Charles Victor Faust had appeared in a major league game, becoming part of official baseball history and fulfilling part of his prophecy. It wasn’t exactly as he envisioned it, but still, the Giants were champions of the National League.
For good measure, McGraw let Charley pitch an inning in the last game of the season against Brooklyn. This time he kept the opposing batters scoreless and even scored a run after he was hit by a pitch. Walking off the field after the game Faust asked his teammates: “Who’s a loon now?”
But now Charley and the Giants came up against 2 things that threatened to derail Faust’s prophecy: Connie Mack’s Philadelphia Athletics and their good-luck charm: Louis Van Zelst.
The humpbacked Van Zelst was originally University of Pennsylvania’s mascot but the Athletics stole him away during the 1910 season. Although a young black boy was a common mascot on quite a few major and minor league teams, a real-live humpback was the penultimate good-luck charm back then. Batters would rub the poor man’s deformed hump before stepping to the plate to ensure a hit. During the run-up to the 1911 World Series, the A’s stepped up their association with Van Zelst in order to counter Victory Faust’s good-luck mojo.
If the outcome of the 1911 series is to be used as definitive proof, let it be known that a humpback trumps a dim-wit. See, the Athletics beat the Giants 4 games to 2.
The following season Charley tried to take his former place with the team but he’d lost his former novelty. He spent spring training with Brooklyn, taught himself to pitch left-handed to be twice as helpful and even pitched a complete game, giving up only four runs.

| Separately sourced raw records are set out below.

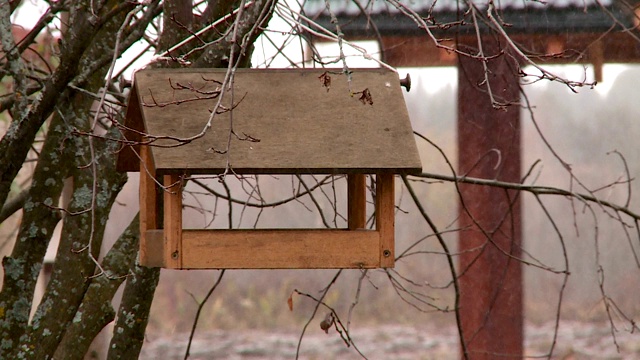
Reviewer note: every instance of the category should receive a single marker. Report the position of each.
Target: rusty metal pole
(489, 147)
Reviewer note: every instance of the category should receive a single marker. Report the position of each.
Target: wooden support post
(172, 221)
(489, 147)
(148, 204)
(356, 201)
(385, 218)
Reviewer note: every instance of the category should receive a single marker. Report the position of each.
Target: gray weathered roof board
(523, 16)
(302, 126)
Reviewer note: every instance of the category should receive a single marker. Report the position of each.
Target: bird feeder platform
(185, 122)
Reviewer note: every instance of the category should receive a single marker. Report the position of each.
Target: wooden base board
(270, 249)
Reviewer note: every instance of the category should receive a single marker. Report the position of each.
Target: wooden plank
(172, 221)
(148, 204)
(303, 125)
(385, 218)
(155, 249)
(356, 201)
(280, 249)
(134, 128)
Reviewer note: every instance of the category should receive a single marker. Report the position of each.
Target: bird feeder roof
(270, 122)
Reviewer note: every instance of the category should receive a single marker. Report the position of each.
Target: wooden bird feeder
(303, 121)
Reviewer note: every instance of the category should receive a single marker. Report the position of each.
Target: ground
(576, 340)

Though he wanted to get back to serious baseball, McGraw reluctantly took Charley back for there was one thing even the surly manager couldn’t deny - the Giants kept winning. As long as Faust was on the Giants’ bench New York won over 80% of their games! Still, McGraw tried to get the loon to leave and the players eventually convinced Charley to go home to Kansas and await McGraw’s call for him.
It never came.
After Charley left, the Giants started losing, but held on to win the pennant before being beaten in the series. The following spring Faust tried rejoining the team but McGraw had had enough. After getting nowhere with McGraw he tried peppering the National League Chairman Garry Herrmann with claims of contract obligations and back pay from the Giants, all to no avail.
By the winter of 1914 he was in a Washington State insane asylum. Five months later, Charles Victor “Victory” Faust, former Major League baseball player, was dead of tuberculosis. There is no record of whether he ever met his Lulu or not.